Plot posterior predictive results scatterplot in specific format using arviz

I’m doing problem 16H2 in McElreath’s Stat Rethinking 2 and want to do some plots to understand the posterior predictive samples across different individuals.

I’m not finding a tutorial on how to manipulate the InferenceData object to get what I want.
The panda_nuts underlying dataset can be downloaded here.

The dataset contains 84 nut-opening related records for 22 chimpanzees. We are modeling the number of nuts a given chimpanzee opened by modeling the rate of nuts opened and then using a Poisson distribution.

import warnings

import arviz as az
import matplotlib.pyplot as plt
import numpy as np
import pandas as pd
import pymc as pm
import pytensor.tensor as tens

panda_nuts = pd.read_csv('data/panda_nuts.txt', sep=';')

seconds = panda_nuts.seconds
indiv = panda_nuts.chimpanzee
age = panda_nuts.age / panda_nuts.age.max()

with pm.Model() as unpooled_indiv:
    phi = pm.LogNormal('phi', mu=np.log(1), sigma=0.1)  # proportionality constant (product of proportionality of mass
                                                        # to strength and prop of strength to nut-opening)
    k = pm.LogNormal('k', mu=np.log(2), sigma=0.25, shape=panda_nuts.chimpanzee.size)  # Rate of nut-opening skill gain with age
    theta = pm.LogNormal('theta', mu=np.log(5), sigma=0.25)  # Positive returns to strength
    
    secs_var = pm.Data('secs', seconds.values)
    age_var = pm.Data('age', age.values)
    
    lam = secs_var * phi * (1 - pm.math.exp(-k[indiv] * age_var))**theta
    n = pm.Poisson('n', lam, observed = panda_nuts.nuts_opened)
    
    res_complete_indiv = pm.sample()

with unpooled_indiv:
    res = pm.sample_posterior_predictive(res_complete_indiv)

The image I want to show:
Scatter-plot where x-axis is each of the 22 individual chimpanzees and y-axis contains the predicted number of nuts opened (lambda from above). I’d also like to show a horizontal bar for the average number of nuts opened for each individual (but this is optional if it’s not possible with Arviz).

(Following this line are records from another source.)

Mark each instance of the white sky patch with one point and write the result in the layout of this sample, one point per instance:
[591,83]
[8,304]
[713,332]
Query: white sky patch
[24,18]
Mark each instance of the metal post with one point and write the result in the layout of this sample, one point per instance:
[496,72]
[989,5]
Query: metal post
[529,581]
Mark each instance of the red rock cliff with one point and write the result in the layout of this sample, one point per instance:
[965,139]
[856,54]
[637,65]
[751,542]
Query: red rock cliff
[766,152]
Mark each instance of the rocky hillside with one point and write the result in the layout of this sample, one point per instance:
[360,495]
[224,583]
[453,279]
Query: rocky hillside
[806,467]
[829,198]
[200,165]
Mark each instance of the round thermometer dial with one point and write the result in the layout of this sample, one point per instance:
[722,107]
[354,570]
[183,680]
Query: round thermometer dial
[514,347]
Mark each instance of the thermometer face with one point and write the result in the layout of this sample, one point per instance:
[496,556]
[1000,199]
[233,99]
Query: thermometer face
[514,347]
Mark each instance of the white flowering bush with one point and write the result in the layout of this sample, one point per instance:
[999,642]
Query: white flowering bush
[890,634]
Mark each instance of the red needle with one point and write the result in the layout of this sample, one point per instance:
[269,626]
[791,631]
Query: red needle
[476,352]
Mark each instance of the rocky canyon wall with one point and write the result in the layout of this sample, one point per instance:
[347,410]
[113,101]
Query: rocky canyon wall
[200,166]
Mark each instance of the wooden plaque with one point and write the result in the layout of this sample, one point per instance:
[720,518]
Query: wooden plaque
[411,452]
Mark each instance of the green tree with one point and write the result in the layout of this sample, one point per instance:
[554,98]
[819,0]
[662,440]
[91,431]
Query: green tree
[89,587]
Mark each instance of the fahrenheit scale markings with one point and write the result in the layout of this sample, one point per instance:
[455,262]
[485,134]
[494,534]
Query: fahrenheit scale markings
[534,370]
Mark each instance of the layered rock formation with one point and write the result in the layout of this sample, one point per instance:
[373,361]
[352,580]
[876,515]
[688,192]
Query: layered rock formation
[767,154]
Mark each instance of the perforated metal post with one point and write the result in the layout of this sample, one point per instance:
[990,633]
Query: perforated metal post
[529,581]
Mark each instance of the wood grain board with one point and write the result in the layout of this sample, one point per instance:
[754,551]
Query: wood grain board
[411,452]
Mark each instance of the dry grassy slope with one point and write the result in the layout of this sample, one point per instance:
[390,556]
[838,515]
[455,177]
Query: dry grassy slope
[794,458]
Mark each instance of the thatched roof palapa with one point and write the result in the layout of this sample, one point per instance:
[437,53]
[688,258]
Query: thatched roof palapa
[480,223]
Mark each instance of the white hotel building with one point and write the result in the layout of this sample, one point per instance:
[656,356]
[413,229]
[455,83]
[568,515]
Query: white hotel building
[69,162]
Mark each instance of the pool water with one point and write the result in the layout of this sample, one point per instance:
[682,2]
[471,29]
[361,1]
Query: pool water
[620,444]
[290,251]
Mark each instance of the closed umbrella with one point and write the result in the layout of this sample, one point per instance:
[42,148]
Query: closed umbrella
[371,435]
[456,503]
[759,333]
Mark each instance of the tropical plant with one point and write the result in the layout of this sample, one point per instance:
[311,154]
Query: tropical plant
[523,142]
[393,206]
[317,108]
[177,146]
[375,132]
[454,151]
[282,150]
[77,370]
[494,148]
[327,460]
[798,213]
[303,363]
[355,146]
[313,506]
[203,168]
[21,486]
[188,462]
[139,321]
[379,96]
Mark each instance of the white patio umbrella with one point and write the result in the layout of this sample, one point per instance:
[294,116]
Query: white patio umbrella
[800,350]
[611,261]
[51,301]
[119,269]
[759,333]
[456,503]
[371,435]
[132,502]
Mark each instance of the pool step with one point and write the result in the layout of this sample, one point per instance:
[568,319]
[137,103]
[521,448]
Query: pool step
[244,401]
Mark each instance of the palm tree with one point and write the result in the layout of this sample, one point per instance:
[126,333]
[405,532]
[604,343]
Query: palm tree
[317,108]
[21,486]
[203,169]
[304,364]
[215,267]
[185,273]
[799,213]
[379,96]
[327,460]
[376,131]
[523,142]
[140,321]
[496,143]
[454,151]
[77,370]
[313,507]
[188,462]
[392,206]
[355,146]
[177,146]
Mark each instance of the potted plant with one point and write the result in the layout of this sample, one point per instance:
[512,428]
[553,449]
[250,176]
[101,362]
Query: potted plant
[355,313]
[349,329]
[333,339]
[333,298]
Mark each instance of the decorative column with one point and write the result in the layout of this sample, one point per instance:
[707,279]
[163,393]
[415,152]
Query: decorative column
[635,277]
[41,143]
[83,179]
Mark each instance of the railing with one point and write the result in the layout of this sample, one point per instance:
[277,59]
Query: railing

Links to tutorials welcome, I’m just trying to avoid doing this with matplotlib because I think the syntax is unnecessarily complex and I understand Arviz is set up for exactly this type of task.

Just in case, I also have a formulation of the model using the dims functionality, not sure if it would make manipulating the arviz inference data object easier:

chimp_ind, chimp = panda_nuts.chimpanzee.factorize()
coords = {"indiv": chimp}

with pm.Model(coords = coords) as unpooled_indiv:
    phi = pm.LogNormal('phi', mu=np.log(1), sigma=0.1)  # proportionality constant (product of proportionality of mass
                                                        # to strength and prop of strength to nut-opening)
    k = pm.LogNormal('k', mu=np.log(2), sigma=0.25, dims="indiv")  # Rate of nut-opening skill gain with age
    theta = pm.LogNormal('theta', mu=np.log(5), sigma=0.25)  # Positive returns to strength
    
    secs_var = pm.Data('secs', seconds.values)
    age_var = pm.Data('age', age.values)
    
    lam = secs_var * phi * (1 - pm.math.exp(-k[chimp_ind] * age_var))**theta
    n = pm.Poisson('n', lam, observed = panda_nuts.nuts_opened)
    
    res_complete_indiv = pm.sample()

For your first example you can simply do (a tip @jessegrabowski gave a while ago):

posterior = idata.stack(sample = ['chain', 'draw']).posterior

Note that res_complete_indiv = idata (I generally prefer to use the name idata to follow PyMC
conventions). Then if you want to extract a parameter in numpy format you can use:

posterior['theta'].values

You can do the same with the posterior predictive:

preds = res.stack(sample = ['chain', 'draw']).posterior_predictive

Then plotting with plt is not really that cumbersome.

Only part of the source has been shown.